How to get the same dict from a Pandas.DataFrame.to_dict when it has `nan`?

Question

I have a Pandas DataFrame constructed from a dict with a nan (e.g.: float("nan")). When I use .to_dict on it, I get a different dict - the nan values is something "else".

Is it possible to know what this new nan value is?

Here is a toy example I created, and a bunch of checks I did:

import numpy as np
import pandas as pd

a_dict = {
            "a": (1, 2),
            "b": (3, float("nan")),
        }
df = pd.DataFrame(a_dict)

print(df.to_dict())
# {'a': {0: 1, 1: 2}, 'b': {0: 3.0, 1: nan}}

# to_dict() gives a different dict:
print(a_dict == a_dict) # True
print(df.to_dict == a_dict)  # False

print(df.to_dict()["b"][1]) # nan
print(type(df.to_dict()["b"][1])) # <class 'float'>


print(df.to_dict()["b"][1] == float("nan"))  # False
print(df.to_dict()["b"][1] == np.nan)  # False
print(df.to_dict()["b"][1] == pd.NA)  # False
print(df.to_dict()["b"][1] is None)  # False
print(np.isnan(df.to_dict()["b"][1]))  # True
print(pd.isna(df.to_dict()["b"][1]))  # True

In terms of motivation, this is biting me when I try to create tests using unittest.TestCase.assertEqual

Thanks upfront.

Related but didn't help:

This seems to be just because of `float('nan') != float('nan')`. — Mechanic Pig, Oct 12 '22 at 06:03
Also if using np.nan then instead of checking `np.nan == np.nan #False` you can check `np.nan in (np.nan,) #True` — Deepak Tripathi, Oct 12 '22 at 07:52

Firefighting Physicist · Answer 1 · 2022-10-12T08:02:55.783

As you stated to_dict() gives a different dict, but it is not related to the nan value.
df.to_dict() yields {'a': {0: 1, 1: 2}, 'b': {0: 3.0, 1: nan}} and not {'a': (1, 2), 'b': (3, nan)}, so it is not equal. Replace the nan in a_dict with a number (e.g. 4) and df.to_dict == a_dict will still evaluate to False, so the nan is not your problem.

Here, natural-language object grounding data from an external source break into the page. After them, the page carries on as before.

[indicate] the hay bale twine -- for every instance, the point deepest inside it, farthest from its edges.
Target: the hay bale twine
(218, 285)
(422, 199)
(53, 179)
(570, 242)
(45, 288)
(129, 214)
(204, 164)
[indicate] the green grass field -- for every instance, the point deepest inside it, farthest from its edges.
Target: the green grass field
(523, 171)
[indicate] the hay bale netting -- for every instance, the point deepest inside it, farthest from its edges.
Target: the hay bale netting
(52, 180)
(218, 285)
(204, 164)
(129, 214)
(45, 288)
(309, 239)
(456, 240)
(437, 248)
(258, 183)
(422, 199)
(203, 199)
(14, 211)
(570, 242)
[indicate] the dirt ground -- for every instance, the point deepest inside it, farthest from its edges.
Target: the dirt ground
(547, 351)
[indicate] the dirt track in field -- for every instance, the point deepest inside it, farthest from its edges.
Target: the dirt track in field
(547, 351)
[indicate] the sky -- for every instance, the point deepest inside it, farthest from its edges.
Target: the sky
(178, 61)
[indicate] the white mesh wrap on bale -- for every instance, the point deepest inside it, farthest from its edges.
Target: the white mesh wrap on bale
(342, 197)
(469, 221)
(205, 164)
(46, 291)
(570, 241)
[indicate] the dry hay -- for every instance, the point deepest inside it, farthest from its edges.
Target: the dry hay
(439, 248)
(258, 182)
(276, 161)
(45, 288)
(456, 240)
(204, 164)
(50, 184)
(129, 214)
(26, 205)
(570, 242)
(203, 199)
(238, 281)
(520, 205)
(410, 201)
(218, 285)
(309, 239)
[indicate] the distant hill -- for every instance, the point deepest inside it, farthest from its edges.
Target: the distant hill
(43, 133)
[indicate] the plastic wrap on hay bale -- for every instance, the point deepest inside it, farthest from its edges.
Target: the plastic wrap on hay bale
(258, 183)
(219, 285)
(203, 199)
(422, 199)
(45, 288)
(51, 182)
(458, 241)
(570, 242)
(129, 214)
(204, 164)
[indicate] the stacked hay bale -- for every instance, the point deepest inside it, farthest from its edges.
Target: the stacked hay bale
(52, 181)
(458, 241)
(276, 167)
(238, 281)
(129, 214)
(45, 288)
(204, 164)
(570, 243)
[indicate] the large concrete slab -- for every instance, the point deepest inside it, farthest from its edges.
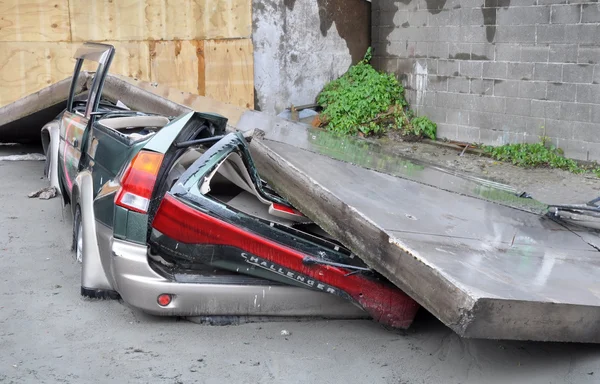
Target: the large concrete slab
(486, 266)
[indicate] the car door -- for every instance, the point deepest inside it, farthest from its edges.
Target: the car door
(76, 120)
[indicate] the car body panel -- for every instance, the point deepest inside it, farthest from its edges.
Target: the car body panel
(224, 237)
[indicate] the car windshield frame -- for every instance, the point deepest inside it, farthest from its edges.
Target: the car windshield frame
(101, 54)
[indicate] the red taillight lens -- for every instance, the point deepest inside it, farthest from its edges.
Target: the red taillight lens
(138, 181)
(286, 209)
(164, 299)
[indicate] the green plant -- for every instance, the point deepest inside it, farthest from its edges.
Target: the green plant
(363, 100)
(534, 155)
(423, 127)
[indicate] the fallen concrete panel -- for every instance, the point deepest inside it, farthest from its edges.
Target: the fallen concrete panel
(22, 120)
(486, 269)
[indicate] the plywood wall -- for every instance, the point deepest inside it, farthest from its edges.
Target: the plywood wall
(198, 46)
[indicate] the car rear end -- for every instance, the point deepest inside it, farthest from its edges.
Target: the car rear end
(128, 267)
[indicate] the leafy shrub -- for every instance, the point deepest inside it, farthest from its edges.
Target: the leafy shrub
(533, 155)
(422, 127)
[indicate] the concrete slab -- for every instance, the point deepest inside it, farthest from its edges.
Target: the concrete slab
(486, 267)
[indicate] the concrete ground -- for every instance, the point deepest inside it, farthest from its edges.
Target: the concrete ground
(49, 334)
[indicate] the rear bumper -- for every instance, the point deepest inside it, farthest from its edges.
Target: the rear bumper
(139, 285)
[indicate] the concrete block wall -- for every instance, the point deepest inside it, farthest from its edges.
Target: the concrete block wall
(498, 71)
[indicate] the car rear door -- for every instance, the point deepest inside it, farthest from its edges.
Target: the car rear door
(76, 120)
(190, 229)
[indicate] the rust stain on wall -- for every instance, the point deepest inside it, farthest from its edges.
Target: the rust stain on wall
(352, 19)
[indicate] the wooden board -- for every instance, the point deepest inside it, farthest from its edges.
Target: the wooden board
(229, 71)
(104, 20)
(191, 100)
(178, 64)
(27, 67)
(34, 20)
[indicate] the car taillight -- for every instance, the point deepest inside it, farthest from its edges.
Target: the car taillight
(138, 181)
(285, 209)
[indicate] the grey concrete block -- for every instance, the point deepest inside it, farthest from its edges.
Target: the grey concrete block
(471, 68)
(508, 88)
(483, 51)
(590, 13)
(448, 68)
(534, 127)
(473, 34)
(561, 92)
(508, 52)
(491, 137)
(588, 93)
(550, 2)
(438, 83)
(563, 53)
(429, 99)
(523, 15)
(537, 54)
(470, 3)
(566, 14)
(406, 65)
(389, 64)
(545, 109)
(558, 128)
(437, 50)
(471, 16)
(449, 33)
(515, 34)
(582, 33)
(489, 103)
(519, 107)
(482, 86)
(575, 112)
(547, 72)
(589, 54)
(459, 117)
(586, 132)
(494, 70)
(485, 120)
(421, 49)
(468, 134)
(437, 115)
(418, 18)
(519, 3)
(447, 131)
(532, 89)
(551, 34)
(447, 17)
(578, 73)
(459, 51)
(396, 19)
(448, 100)
(595, 113)
(520, 71)
(431, 66)
(458, 85)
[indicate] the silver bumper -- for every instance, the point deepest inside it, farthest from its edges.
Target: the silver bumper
(140, 287)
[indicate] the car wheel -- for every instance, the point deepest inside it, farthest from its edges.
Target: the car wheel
(78, 235)
(48, 162)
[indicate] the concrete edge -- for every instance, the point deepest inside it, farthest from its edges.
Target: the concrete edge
(447, 302)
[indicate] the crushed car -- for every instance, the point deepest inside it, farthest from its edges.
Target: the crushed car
(170, 214)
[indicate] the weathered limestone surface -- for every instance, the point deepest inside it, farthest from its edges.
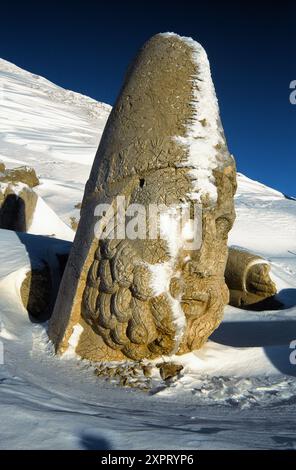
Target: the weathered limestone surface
(17, 206)
(248, 278)
(109, 286)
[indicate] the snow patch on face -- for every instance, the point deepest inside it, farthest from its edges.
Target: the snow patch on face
(175, 234)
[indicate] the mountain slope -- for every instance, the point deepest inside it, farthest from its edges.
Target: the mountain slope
(56, 131)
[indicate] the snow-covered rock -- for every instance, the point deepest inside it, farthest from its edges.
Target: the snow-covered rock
(246, 368)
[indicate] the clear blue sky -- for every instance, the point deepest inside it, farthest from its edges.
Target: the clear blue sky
(86, 46)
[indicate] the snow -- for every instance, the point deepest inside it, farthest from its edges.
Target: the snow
(238, 391)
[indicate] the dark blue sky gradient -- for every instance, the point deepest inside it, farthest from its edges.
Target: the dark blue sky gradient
(86, 46)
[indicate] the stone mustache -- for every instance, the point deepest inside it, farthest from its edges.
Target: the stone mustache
(163, 144)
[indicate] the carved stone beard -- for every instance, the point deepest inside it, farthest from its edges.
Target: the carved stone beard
(115, 296)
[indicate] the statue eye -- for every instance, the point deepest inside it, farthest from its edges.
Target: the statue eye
(223, 225)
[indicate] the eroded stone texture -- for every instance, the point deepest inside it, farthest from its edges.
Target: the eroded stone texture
(248, 278)
(17, 206)
(154, 150)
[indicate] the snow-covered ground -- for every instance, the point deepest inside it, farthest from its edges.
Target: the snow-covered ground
(239, 391)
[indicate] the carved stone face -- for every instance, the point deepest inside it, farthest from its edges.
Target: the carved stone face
(163, 144)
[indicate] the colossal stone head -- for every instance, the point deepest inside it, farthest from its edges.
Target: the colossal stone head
(145, 296)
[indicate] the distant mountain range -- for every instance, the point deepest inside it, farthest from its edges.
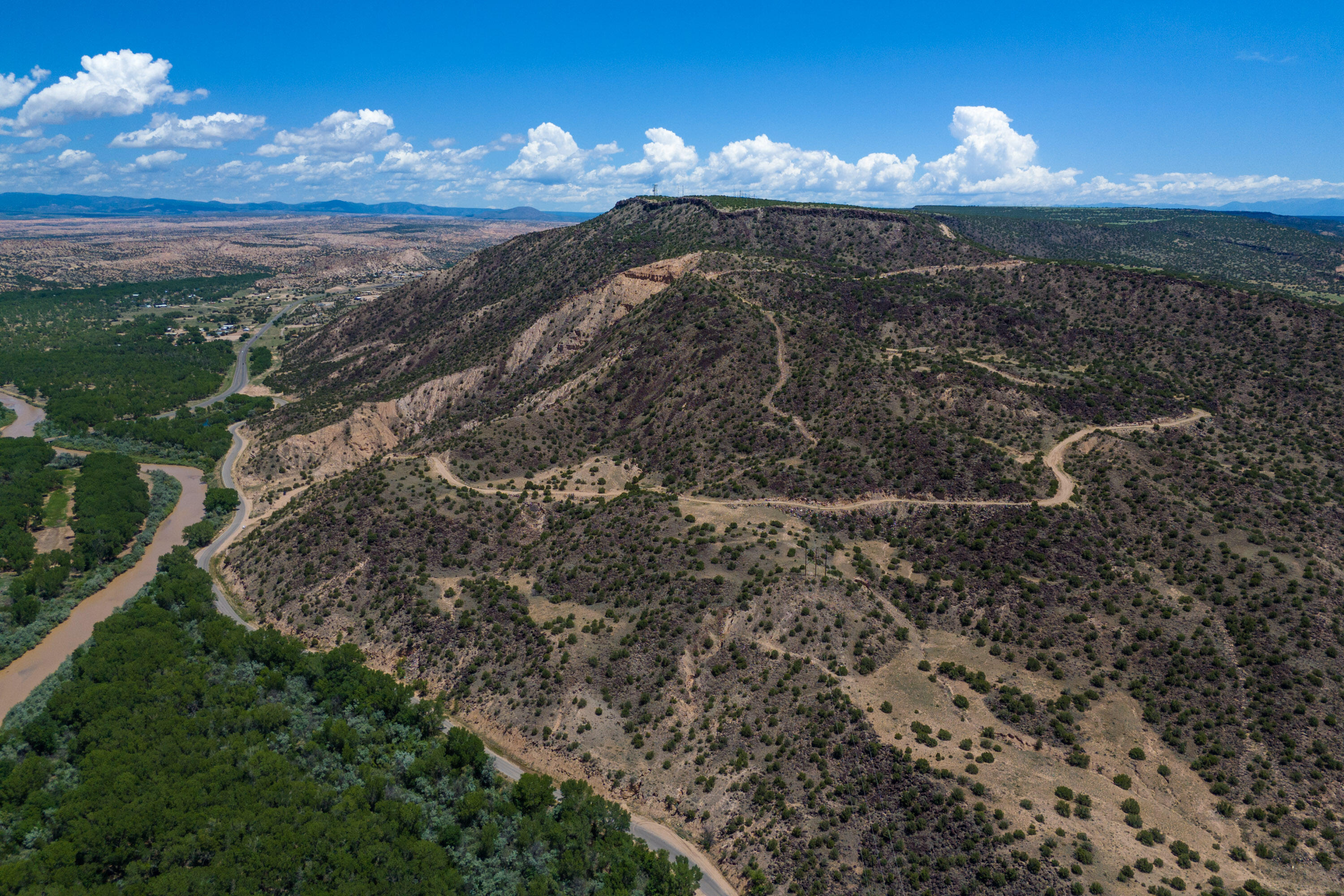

I would like to point out that np.nan == np.nan evaluates to False. The fact that a_dict == a_dict evaluates to True is due to the definition of 'equal': Equal means that both dictionaries have the same keys and the keys refer to the same object or if the are equal. See here for more info.

To solve your initial question "How to get the same dict from a Pandas.DataFrame.to_dict?" see here. It is a pain with the tuples you have in your dict and pandas automatically setting the datatype, which makes the code below fail.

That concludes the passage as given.